Because shame still does this to us today. It isolates. It accuses. It kills our confidence and numbs our hope.
Whether you believe in the devil literally or metaphorically, Scripture is clear:
“The thief comes only to steal and kill and destroy.” — John 10:10
Shame steals your identity, kills your potential, and destroys your connection to truth. It whispers lies like, “You’re not enough.” “You’ll always be broken.” “You deserve this.” And if we let it, it becomes a prison that keeps us from the healing that’s already been promised.
Running Toward the Light
One of the most powerful scenes of the entire series is when Max — a strong yet grieving girl — becomes Vecna’s next target. Her shame runs deep: guilt over her brother’s death, anger she can’t express, and a numbness that makes her withdraw from everyone she loves.
Vecna seizes on this pain. But in that moment, her friends fight for her by playing a song that represents her connection to life and love — Kate Bush’s “Running Up That Hill.”
As the music swells, Max begins to see flashes of her memories, her friendships, and her worth. A portal of light opens, and she runs. Through the debris. Through the darkness. Toward the light.
John 1:5 says, “The light shines in the darkness, and the darkness has not overcome it.”
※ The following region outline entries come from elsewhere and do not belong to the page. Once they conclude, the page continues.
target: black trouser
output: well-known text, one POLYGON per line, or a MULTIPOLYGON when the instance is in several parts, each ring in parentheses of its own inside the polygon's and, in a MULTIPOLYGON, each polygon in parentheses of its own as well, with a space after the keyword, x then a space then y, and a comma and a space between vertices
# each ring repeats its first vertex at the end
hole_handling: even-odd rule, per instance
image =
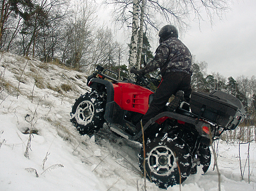
POLYGON ((184 98, 189 102, 192 92, 191 81, 191 76, 188 73, 171 72, 165 74, 154 94, 148 111, 142 118, 142 125, 144 126, 148 120, 161 112, 171 96, 175 95, 179 90, 184 92, 184 98))

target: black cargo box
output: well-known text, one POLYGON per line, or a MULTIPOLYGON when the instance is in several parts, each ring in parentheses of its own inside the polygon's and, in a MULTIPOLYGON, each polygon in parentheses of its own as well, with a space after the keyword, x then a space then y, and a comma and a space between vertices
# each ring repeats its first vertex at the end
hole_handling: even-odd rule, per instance
POLYGON ((234 129, 245 116, 241 101, 220 91, 210 94, 193 92, 190 104, 192 113, 229 129, 234 129))

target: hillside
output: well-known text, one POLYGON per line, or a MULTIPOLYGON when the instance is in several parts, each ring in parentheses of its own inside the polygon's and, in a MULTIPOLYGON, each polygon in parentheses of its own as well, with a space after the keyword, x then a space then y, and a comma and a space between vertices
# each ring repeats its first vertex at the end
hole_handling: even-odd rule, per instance
MULTIPOLYGON (((81 136, 70 122, 75 99, 89 91, 88 74, 10 53, 1 56, 1 190, 144 190, 139 144, 116 137, 106 125, 92 137, 81 136)), ((256 144, 250 146, 248 183, 247 165, 241 180, 238 144, 219 142, 222 190, 254 190, 256 144)), ((244 168, 247 145, 240 150, 244 168)), ((182 190, 218 190, 213 158, 209 171, 190 175, 182 190)), ((147 181, 147 190, 160 189, 147 181)))

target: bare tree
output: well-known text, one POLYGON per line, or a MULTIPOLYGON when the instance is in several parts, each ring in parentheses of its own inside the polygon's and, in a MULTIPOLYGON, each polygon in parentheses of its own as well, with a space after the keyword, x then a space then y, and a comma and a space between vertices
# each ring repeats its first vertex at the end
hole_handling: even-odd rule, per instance
POLYGON ((111 31, 108 28, 104 29, 102 26, 95 33, 94 46, 91 49, 91 57, 86 62, 93 63, 94 70, 98 64, 111 68, 113 65, 120 63, 123 47, 113 40, 111 31))
POLYGON ((189 20, 191 20, 191 13, 193 13, 195 17, 193 20, 197 20, 200 24, 201 20, 203 20, 201 12, 204 9, 211 23, 216 15, 221 18, 223 14, 229 9, 229 0, 148 0, 146 2, 144 6, 143 3, 144 1, 141 0, 105 0, 104 3, 115 5, 113 10, 113 15, 116 22, 121 22, 122 26, 127 25, 130 27, 132 25, 129 57, 129 65, 131 65, 134 64, 134 54, 136 54, 138 48, 134 45, 135 43, 138 43, 136 33, 139 28, 137 25, 138 23, 136 22, 139 12, 141 16, 143 13, 144 13, 143 17, 141 17, 141 19, 146 28, 151 26, 158 30, 159 26, 162 25, 163 20, 165 20, 167 24, 175 25, 182 32, 186 30, 189 20), (139 4, 141 5, 141 9, 138 9, 139 4), (142 9, 144 8, 144 11, 142 9), (160 20, 161 21, 160 22, 160 20), (135 47, 137 48, 135 48, 135 47))
POLYGON ((88 54, 95 39, 92 31, 95 25, 96 9, 95 4, 88 1, 77 0, 74 3, 74 19, 67 32, 67 46, 71 57, 66 63, 72 67, 79 69, 81 58, 88 54))

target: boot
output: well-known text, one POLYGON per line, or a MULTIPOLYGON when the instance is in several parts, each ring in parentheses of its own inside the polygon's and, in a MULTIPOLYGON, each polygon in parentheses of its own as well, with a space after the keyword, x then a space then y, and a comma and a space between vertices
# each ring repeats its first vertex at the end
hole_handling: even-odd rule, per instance
POLYGON ((172 112, 178 107, 181 101, 183 99, 184 92, 182 91, 179 91, 176 93, 174 100, 168 104, 168 111, 172 112))

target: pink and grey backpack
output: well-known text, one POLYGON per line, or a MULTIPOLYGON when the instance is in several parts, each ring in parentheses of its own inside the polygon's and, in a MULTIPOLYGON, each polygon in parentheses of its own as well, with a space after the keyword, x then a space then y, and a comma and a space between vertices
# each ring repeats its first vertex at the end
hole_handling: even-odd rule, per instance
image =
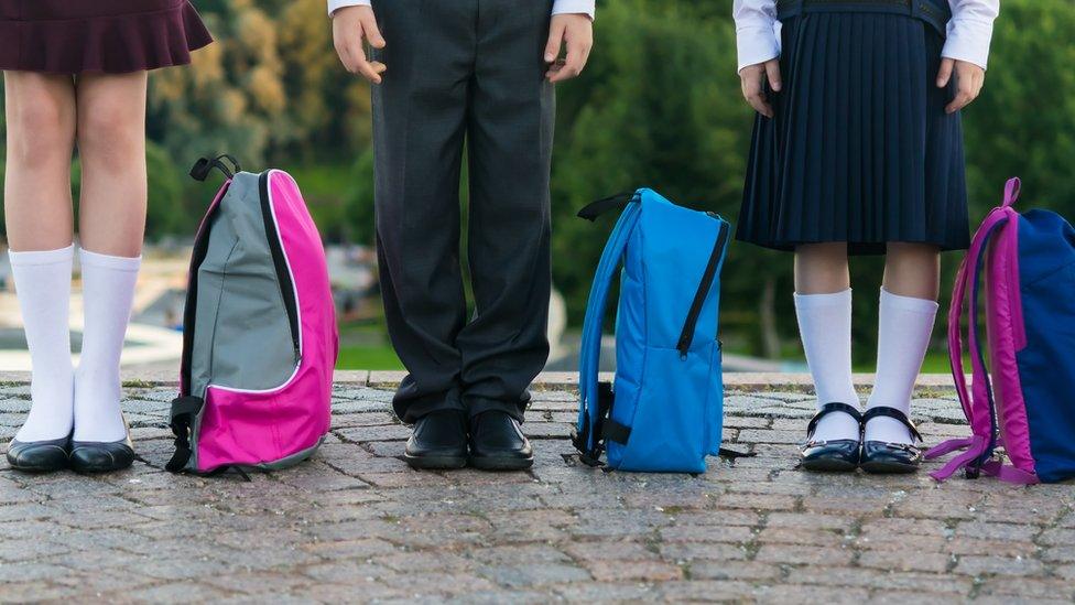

The light isn’t just symbolic — it’s survival. It’s what helps us see reality clearly again, beyond the fog of lies. It’s forgiveness instead of condemnation, truth instead of accusation, reconnection instead of isolation.
In therapy and faith alike, running toward the light means daring to stay connected — to yourself, to others, to God — even when everything in you wants to hide.
Becoming Whole: Facing the Inner “Upside Down”
In one of the most profound moments of the series, Eleven tells her father figure, Papa:
“I saw what I did. I am a monster.”
He replies:
“People are not so easily defined. Only by facing all of ourselves — the good and the bad — can we become whole.”
This scene mirrors the work of Internal Family Systems (IFS) — the therapeutic model that teaches us we all carry many parts: wounded ones, protective ones, and the Self that leads with love and wisdom.
We are not defined by our worst moments or our biggest fears. Healing happens when we face them with compassion instead of judgment — when we stop trying to destroy our “monsters” and start understanding them.
It’s uncomfortable. It’s messy. But it’s the only way we grow.
From the Upside Down to the Inside Out
The greatest plot twist of Stranger Things isn’t the monsters or government conspiracies—it’s that the real battle was never outside of them. It was always within.
Shame tells us we are what we’ve done. That the dark parts of our story define us. But truth—God’s truth—says otherwise.
You are not your failures. You are not your trauma. You are not the version of yourself you had to become to survive.
Just like Eleven, we all carry memories that haunt us. We all have moments that make us whisper, “I’m the monster.” But the light of Christ reveals something different: we were never the monster. We were the child—frightened, hurting, longing to be seen and loved.
Healing doesn’t erase the past; it reclaims it. It says: I see what happened. I see what hurt me. And I’m still worthy of light.
Romans 8:1 reminds us “There is therefore now no condemnation for those who are in Christ Jesus.”
Shame may drag us toward the Upside Down, whispering that we’ll never be enough. But grace flips the world right-side up again. It reminds us that we are whole, chosen, and loved beyond measure—before we ever did a single thing right.
So when the darkness calls your name, remember this: You’ve already been rescued. You’ve already been found. And you don’t have to run anymore—because the Light lives within you now.
Maybe Stranger Things isn’t all that strange after all. It’s the story we all live: a journey through the dark, toward the One who calls us back into the light.